フランシス・ホジソン・バーネット著『消えた王子』上下2023年09月11日 22:21

 岩波少年文庫。作者は『秘密の花園』のバーネット。時代は漠然とだが一九世紀末から二〇世紀初頭。自動車はまだ一般化していない。ロリスタン父子は政情不安な祖国サマヴィアの再興を願いながら、ヨーロッパを転々として暮らしていた。
 この父子は最初から完璧な理想的人物として描かれる。つまり、主人公の成長を描く教養小説ではなく、昔の児童文学によくある、理想的な子供が苦労する話である。その代わりではなかろうが、主人公のマルコが出会った足の不自由な少年ラットは、この出会いをきっかけに貧民の不良少年から成長を始める。

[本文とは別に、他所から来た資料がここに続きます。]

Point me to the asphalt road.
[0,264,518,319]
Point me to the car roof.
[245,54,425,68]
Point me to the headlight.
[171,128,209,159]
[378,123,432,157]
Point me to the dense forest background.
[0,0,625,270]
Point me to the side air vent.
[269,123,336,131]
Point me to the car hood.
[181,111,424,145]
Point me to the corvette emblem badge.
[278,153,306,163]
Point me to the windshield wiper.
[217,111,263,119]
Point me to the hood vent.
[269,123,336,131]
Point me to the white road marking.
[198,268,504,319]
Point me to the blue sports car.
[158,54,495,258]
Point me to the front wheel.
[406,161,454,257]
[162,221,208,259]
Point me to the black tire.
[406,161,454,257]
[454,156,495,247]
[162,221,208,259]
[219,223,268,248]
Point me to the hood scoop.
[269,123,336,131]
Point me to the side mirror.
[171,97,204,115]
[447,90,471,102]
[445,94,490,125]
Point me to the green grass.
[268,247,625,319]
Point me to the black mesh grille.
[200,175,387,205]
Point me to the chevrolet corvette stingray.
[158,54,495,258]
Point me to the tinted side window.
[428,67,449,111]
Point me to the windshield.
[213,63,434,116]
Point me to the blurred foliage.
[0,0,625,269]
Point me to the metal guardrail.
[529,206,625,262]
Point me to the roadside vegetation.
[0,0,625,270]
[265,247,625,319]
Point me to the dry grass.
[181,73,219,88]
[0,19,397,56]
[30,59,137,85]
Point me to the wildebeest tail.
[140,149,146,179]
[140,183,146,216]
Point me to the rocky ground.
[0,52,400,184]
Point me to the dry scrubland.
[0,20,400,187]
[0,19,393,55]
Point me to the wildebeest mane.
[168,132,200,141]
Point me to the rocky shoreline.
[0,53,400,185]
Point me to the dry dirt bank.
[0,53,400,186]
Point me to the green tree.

 父ステファンも関わっているサマヴィア復興のために活動している「秘密組織」のメンバーに重要な伝言を伝えるという使命を帯びて、マルコとラットはヨーロッパ中を旅する任務に就く。
 サマビィアには「いつか、五百年前に姿を消した「消えた王子」の子孫が姿を現して、祖国を立て直す」という伝説があった。典型的な貴種流離譚だが、典型だから退屈かと言うとそんなこともない。人物が活き活きと描かれているからということもあろうが、やはり、神話元型的なものの持つ普遍性のようなものが人の心に働きかけるということもあるのではなかろうか。
 サマヴィア再興に関して、マルコとラットの果たした役割がもう少し具体的にわかればもっとカタルシスがあったであろう。